We see it all the time. Two (or three or four) friends come up with an idea and based on the fact that they were both present when the lightbulb went off, they become equal partners in turning the idea into a business. In a matter of months, even weeks, it’s clear that there’s a discrepancy in the effort, commitment, and value provided by each of the partners. The individual who is adding the most value becomes bitter and the future of the company and the friendship is now in serious jeopardy.

A couple of truths to consider when starting a venture with someone:

  1. Ideas are free.

Unless you’ve invented and patented a truly novel way to do something valuable, it’s unlikely that your idea isn’t already being pursued by dozens of others at the same time. So why would you divvy up the company based on who was in the room when the idea was born? 

  1. Execution is everything.

Execution is a multi-year, challenging process that will determine success or failure, and usually involves pivoting away from the original idea. It makes more sense to reward execution than the founding idea. 

  1. The founding team is rarely sufficient.

It is very likely that you will need to bring a third or fourth key member onto the team. These individuals will be as critical and often more critical to the success of the company as the founders. They will expect equity and you will need to make room for them. 

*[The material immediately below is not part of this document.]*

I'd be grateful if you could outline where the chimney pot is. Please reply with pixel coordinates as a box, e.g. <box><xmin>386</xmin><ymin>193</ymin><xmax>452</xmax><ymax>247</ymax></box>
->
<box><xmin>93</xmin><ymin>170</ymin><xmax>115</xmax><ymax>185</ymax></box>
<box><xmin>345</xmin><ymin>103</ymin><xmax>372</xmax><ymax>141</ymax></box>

  1. People are created equal, but partners may not be.

It’s hard to swallow, but sometimes one partner cannot add the same value to the company as the other partner. A partner who creates a logo or a simple cashflow spreadsheet is not adding the same value as one that builds a prototype or secures the first customer. 

The solution to this challenge is actually quite simple - a pre-nup agreement. This document between co-founders acknowledges the limited value they’ve created at the beginning of the relationship and rewards equity in the company based on the ongoing value that is created. For example, each founder could immediately get 10% equity in the company but the remaining 80% is earned (or vested) over time based on committing effort and/or hitting milestones important to the company. If one partner is unable or unwilling to commit the time, then they are left with a small but fair piece of the company and the other partner can recruit someone else on to the team with the available equity.

The time to make this agreement is before you get too far into the “marriage”. It’s a very easy conversation when everyone feels that they are equally committed. It’s one of the hardest conversations to have when you are one year into an inequitable relationship.

As you probably know, I’m not a lawyer and I can’t even claim that some of my best friends are lawyers. If you are serious about your venture, you should talk to someone who knows what they’re doing. But at the very least, have a conversation with your partner and document how you will each earn equity in the company. It might save your business and your friendship.